Famulaturplätze in der Rechtsmedizin sind sehr gefragt, da es deutschlandweit nur wenige Institute gibt und die Zahl der sinnvoll integrierbaren Studierenden begrenzt ist. Eine frühzeitige Bewerbung – oft viele Monate bis Jahre im Voraus – ist daher entscheidend. An der LMU kann die Famulatur nur als ambulante Famulatur angerechnet werden.

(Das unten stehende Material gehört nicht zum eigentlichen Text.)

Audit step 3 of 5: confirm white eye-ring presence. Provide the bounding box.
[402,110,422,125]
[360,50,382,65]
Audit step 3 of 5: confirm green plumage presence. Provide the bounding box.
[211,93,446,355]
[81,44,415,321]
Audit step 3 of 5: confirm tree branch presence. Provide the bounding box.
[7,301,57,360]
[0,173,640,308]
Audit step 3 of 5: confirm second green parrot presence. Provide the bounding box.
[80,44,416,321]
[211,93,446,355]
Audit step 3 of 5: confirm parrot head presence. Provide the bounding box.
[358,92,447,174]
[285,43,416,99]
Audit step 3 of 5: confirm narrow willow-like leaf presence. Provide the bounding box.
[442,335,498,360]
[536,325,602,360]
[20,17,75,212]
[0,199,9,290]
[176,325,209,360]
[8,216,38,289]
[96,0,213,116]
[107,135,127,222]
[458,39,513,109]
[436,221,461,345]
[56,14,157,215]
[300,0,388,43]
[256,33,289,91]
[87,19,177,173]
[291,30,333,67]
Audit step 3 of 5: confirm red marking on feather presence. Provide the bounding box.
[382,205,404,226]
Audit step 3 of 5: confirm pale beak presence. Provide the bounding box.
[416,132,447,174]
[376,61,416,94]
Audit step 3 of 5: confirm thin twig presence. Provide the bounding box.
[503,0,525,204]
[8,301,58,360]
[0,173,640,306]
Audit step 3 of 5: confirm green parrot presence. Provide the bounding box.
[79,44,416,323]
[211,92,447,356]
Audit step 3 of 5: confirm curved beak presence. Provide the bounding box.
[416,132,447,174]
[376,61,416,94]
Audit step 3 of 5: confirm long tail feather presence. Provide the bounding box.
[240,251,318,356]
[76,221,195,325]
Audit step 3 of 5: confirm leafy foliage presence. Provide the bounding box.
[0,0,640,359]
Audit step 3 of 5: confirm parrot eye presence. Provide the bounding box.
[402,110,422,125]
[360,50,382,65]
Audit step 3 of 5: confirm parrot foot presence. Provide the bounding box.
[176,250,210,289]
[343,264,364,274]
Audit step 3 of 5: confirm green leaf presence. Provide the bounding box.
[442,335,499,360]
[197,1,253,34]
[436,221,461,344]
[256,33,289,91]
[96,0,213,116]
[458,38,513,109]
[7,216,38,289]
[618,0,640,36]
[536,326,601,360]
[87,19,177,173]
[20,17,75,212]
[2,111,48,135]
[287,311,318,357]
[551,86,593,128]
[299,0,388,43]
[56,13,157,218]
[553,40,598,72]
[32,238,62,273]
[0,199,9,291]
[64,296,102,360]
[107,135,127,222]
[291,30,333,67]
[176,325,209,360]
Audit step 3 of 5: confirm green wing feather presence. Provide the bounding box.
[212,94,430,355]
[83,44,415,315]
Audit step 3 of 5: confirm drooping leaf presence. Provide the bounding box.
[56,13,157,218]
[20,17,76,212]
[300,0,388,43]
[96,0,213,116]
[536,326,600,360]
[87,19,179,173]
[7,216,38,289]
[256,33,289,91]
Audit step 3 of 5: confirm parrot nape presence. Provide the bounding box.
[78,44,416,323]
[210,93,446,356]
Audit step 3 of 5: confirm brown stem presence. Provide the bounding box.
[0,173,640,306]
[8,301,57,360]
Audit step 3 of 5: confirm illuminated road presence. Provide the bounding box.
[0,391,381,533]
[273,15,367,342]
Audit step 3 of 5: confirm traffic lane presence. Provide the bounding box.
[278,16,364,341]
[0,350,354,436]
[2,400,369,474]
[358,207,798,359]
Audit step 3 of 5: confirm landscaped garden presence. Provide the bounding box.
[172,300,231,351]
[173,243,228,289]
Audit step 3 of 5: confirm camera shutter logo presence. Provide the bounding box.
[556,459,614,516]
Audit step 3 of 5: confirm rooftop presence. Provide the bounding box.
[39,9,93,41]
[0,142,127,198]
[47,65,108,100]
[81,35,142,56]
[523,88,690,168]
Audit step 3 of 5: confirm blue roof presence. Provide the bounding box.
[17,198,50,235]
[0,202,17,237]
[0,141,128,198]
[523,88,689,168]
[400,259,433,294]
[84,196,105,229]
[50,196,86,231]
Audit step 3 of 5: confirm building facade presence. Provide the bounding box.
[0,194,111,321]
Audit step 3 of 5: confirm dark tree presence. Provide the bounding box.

Der Tag beginnt mit der Morgenbesprechung, gefolgt von Vorträgen, Gerichtsterminen und Tätigkeiten wie Altersschätzungen oder Einblicke in die forensische Spurenauswertung. Nachmittags stehen meist Sektionen an, bei denen Famulierende zunächst beobachten und anschließend einfache Präparationsschritte unter Anleitung selbst übernehmen können.

Sehr nah: Rechtsmedizinerinnen treten regelmäßig als Gutachterinnen vor Gericht auf – bei Körperverletzung, Sexualdelikten, Alkohol im Straßenverkehr oder Tötungsdelikten. Famulierende dürfen bei öffentlichen Verhandlungen oft teilnehmen und erleben so die praktische Verbindung zwischen Medizin und Recht.